O que é a Eleição Indireta para o Governo do Rio?
O Tribunal Superior Eleitoral (TSE) se posicionou, após diversas indagações ao longo da quarta-feira, que a escolha de um governador-tampão para o Rio de Janeiro, em substituição ao ex-governador Cláudio Castro (PL), será realizada pela Assembleia Legislativa do estado (Alerj). Com essa decisão, regras mais rigorosas entram em vigor para a seleção do novo governante, embora parte dessas normas ainda esteja sendo debatida no Supremo Tribunal Federal (STF).
Por que o estado do Rio terá eleição para mandato-tampão?
A renúncia do governador Cláudio Castro, ocorrida na última segunda-feira, e a saída do seu vice, resultaram em uma vacância de poder que exige a eleição de um “tampão” até o final do ano. O TSE destacou que essa eleição será indireta, ou seja, realizada pelos deputados estaduais. “Nesse caso, aplica-se a Constituição do Estado do Rio de Janeiro, que define, para vacâncias no último biênio do mandato por motivos não eleitorais, a eleição indireta pela Assembleia Legislativa”, esclareceu a advogada Francieli Campos, especialista em Direito Eleitoral.
O eleitor terá que ir votar?
A resposta é não. A escolha do governador-tampão seria feita de maneira direta apenas se Castro tivesse sido cassado pela Justiça Eleitoral. Condenado pelo TSE por abuso de poder político e econômico, ele se tornou inelegível após o julgamento concluído na terça-feira. Embora o Código Eleitoral preveja que tais condutas possam resultar em cassação, o fato de Castro ter renunciado na véspera do julgamento altera a aplicação das regras, conforme explicou o advogado Marlon Reis. “Como a renúncia foi feita antes do julgamento, o evento que provoca a sucessão é a renúncia e, portanto, aplica-se a Constituição e não o Código Eleitoral. Por isso, a eleição deverá ser indireta”, afirmou.
Quem pode concorrer ao cargo?
A candidatura ao cargo de governador-tampão está aberta a filiados a partidos políticos que tenham domicílio eleitoral no Rio de Janeiro e que já tenham completado 30 anos. O mandato-tampão terá validade até 31 de dezembro de 2026. Embora a participação não esteja restrita a pessoas com mandatos, as normas atualmente em vigor — após uma decisão do STF na semana passada — indicam que a eleição será predominantemente disputada por deputados estaduais.
Quais regras foram definidas e quais estão sendo reavaliadas pelo STF?
As normas para a eleição foram estabelecidas pela Alerj. O ministro Luiz Fux, do STF, alterou algumas delas, exigindo voto secreto e que os candidatos se afastassem de cargos no Poder Executivo seis meses antes da eleição. Essa mudança faria com que os principais candidatos habilitados fossem aqueles que já ocupam mandatos como deputados estaduais desde o ano passado. O STF está atualmente revisando a decisão tomada por Fux em um plenário virtual. Se a decisão for revogada, as regras originais da Alerj, que previam 24 horas para desincompatibilização após a renúncia de Castro, voltariam a valer, além da previsão de votação aberta.

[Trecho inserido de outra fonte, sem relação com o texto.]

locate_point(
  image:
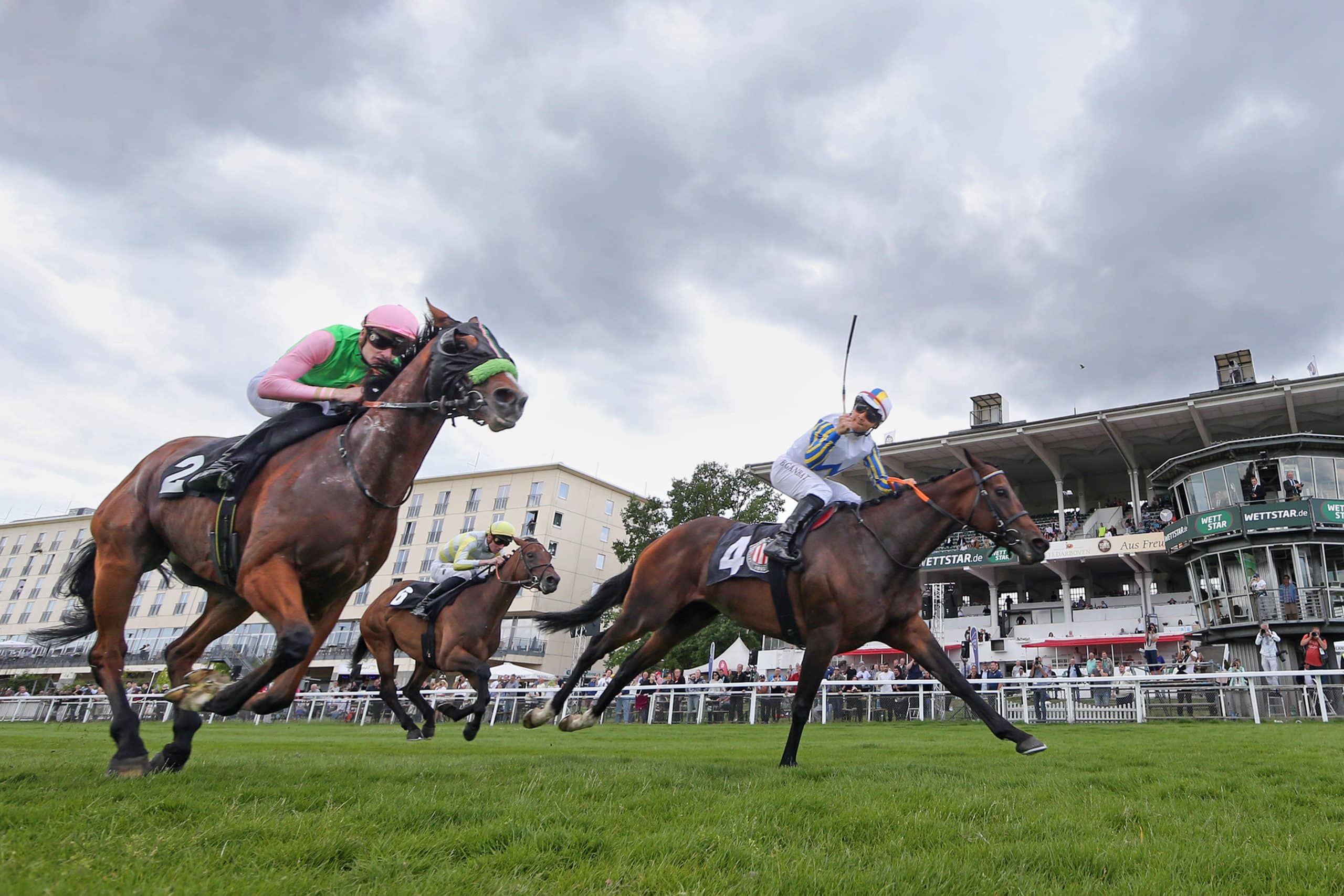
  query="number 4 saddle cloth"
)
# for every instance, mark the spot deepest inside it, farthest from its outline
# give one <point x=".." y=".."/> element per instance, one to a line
<point x="740" y="553"/>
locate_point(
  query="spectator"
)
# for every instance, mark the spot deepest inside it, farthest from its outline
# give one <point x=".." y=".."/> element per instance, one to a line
<point x="1268" y="644"/>
<point x="1288" y="597"/>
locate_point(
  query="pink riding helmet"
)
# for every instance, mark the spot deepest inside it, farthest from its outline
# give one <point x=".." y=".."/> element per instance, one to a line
<point x="394" y="319"/>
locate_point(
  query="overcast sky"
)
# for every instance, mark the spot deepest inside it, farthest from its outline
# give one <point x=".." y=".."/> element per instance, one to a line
<point x="667" y="213"/>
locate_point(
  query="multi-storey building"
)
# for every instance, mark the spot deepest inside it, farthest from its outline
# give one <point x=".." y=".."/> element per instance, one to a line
<point x="577" y="516"/>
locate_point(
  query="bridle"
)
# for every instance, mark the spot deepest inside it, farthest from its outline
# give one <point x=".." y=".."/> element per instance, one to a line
<point x="454" y="374"/>
<point x="533" y="579"/>
<point x="1003" y="535"/>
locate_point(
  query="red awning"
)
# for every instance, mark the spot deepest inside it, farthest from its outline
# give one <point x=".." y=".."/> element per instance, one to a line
<point x="1129" y="640"/>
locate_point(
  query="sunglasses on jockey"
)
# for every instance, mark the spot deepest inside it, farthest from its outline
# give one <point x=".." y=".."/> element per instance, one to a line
<point x="873" y="414"/>
<point x="382" y="340"/>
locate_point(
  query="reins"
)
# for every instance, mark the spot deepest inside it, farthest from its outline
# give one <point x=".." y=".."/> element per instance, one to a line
<point x="1003" y="535"/>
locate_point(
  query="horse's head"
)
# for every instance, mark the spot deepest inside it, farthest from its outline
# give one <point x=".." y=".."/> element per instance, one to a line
<point x="998" y="513"/>
<point x="472" y="374"/>
<point x="531" y="565"/>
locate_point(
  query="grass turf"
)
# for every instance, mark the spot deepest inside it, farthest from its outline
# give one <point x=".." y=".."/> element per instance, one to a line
<point x="1163" y="808"/>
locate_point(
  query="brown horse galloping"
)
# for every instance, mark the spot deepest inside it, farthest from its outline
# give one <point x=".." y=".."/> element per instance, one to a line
<point x="858" y="582"/>
<point x="316" y="523"/>
<point x="467" y="636"/>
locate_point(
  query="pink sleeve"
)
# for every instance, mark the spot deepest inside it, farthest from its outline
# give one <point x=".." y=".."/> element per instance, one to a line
<point x="281" y="382"/>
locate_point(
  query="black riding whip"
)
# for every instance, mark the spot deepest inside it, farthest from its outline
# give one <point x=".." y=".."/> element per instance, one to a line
<point x="844" y="376"/>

Como isso pode afetar a eleição de outubro?
Não haverá interferência. Independentemente da data em que a escolha do governador-tampão ocorrer, e mesmo se essa eleição fosse direta, a votação marcada para outubro, onde toda a população vota para eleger um governador com mandato completo a cada quatro anos, permanece inalterada.